Some typical methods for pursuing a loan mod in San Bernardino include:
  1. Applying directly with the bank. This is the approach preferred by the bank because most homeowners are incapable of negotiating significant reductions to the interest rate and debt.
  2. Partnering with a San Bernardino loan mod company. These companies are typically attorney- or real estate broker-owned. Loan modification companies are highly proficient and sometimes have success in dealing with legal issues in order to obtain good interest rates and debt reductions.  However, it’s important to note that the success rate in this industry is undesirable overall for most homeowners.
  3. Working with an experienced CA short sale investor or negotiator. Though this may sound odd or conflicting, this is actually a very solid strategy, especially if affordability is important. Because lenders often establish that a short sale will result in additional losses than loan modification, the mere possibility that a homeowner is calling it quits may prompt them to make their best and definitive loan modification offer. This plan can be used initially, but is most frequently used when the homeowner is stretched to the limits financially and incapable of getting a satisfactory loan modification. 

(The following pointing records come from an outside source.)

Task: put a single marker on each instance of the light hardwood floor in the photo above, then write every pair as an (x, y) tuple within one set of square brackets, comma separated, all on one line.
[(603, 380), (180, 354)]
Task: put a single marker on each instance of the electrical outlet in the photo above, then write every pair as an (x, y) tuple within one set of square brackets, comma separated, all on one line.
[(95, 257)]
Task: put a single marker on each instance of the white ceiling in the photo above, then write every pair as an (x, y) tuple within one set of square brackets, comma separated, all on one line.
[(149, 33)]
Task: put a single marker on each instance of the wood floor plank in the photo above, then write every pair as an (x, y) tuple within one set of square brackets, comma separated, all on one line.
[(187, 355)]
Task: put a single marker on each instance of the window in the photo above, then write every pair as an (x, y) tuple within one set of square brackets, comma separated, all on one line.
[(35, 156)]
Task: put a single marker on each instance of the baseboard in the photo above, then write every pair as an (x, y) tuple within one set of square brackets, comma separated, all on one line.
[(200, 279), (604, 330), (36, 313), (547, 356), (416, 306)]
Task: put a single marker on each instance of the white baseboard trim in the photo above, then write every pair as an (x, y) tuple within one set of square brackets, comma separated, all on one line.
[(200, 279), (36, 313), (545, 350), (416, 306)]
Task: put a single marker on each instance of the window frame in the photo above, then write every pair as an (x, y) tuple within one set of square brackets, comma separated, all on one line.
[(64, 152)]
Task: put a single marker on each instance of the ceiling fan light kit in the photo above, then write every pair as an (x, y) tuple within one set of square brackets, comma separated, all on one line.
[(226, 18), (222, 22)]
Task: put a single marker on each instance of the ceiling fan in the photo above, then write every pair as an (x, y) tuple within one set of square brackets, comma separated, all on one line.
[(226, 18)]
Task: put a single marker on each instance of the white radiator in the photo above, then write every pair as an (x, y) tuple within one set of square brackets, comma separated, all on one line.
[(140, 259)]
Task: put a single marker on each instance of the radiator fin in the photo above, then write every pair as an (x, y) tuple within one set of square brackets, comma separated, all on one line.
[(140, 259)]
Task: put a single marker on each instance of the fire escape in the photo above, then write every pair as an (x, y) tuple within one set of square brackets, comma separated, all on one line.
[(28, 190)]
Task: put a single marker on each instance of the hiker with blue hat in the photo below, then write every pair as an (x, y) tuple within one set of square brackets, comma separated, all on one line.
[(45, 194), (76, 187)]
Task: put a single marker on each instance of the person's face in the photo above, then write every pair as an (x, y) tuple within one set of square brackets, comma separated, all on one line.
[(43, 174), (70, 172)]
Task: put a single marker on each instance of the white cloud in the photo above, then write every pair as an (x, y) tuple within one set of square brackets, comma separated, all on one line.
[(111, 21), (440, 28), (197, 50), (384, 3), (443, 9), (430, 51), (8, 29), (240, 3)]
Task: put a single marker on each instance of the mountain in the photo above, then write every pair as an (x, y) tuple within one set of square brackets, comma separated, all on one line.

Loan Modification Eligibility

To obtain a loan modification in San Bernardino, CA, there’s no official criterion to meet; however, the lender and borrower must be able to arrive at an agreement on the change to the loan.
 
In some circumstances, a San Bernardino lender will be more financially motivated than others to approve a loan modification.
 
Typically, loan modification is more apt to be approved when:
  1. The borrower has a hardship that has been taken care of or is resolvable soon.
  2. Approval of a permanent loan modification is a must to take the loan from non-performing loan to a permanently performing loan once again.
A “trial” loan modification approval can be acquired in nearly all cases. To take part in a trial loan modification in San Bernardino, lenders commonly require the borrower to make monthly payments at a set upon amount for at least three months before granting permanent approval. Though, this entraps many borrowers because the bank might never provide permanent loan mod approval.  
 
Loan modification is unlikely to be granted when:
  1. The lender discovers that the homeowner cannot afford the property.
  2. The lender does is not in agreement that a borrower's adversity is resolvable by loan mod.
  3. The lender determines that the borrower might make the loan payments despite the lack of permanent loan mod approval. For example, if the lender concludes that borrower wants to keep the home under any circumstances, the lender has no motivation to provide permanent approval.

Most Loan Mods are Destined to Fail

The usual loan modification payment is 64% of pre-tax income, states the Fitch Bank Rating Agency. In contrast, lenders commonly will not approve a new loan if the payments surpass 35% of pre-tax income because they realize that in order to maintain their loan payments, homeowners need to be able to reserve a reasonable portion of their income for other household essentials.
 
Due to this exceedingly high payment requirement, loan mod is an unworkable program destined to fall short, according to Fitch and others. In its assessment, Fitch has judged the banks’ handling of loan modifications, due to the low approval rate of permanent loan modifications and the consequently high failure rate of following permanent loan mod approval.
 
Federal and state laws and government regulations have been powerless to force banks to commit more resources to help homeowners prevent foreclosure, due to their incapability of pressuring banks into absorbing more of the financial losses that are resulting from the housing crisis.

Is Loan Modification Right for You?

On account of the major drop in housing values, loan mods are not economically wise for most of San Bernardino homeowners. If you would like to lower your debts and expenses, a short sale can considerably reduce your debt and increase personal net worth simultaneously.
 
Also, if you desire a loan mod in San Bernardino, CA, yet have meager or no equity, a short sale can be employed as a strategy to get your lender to make a reasonable loan modification proposal.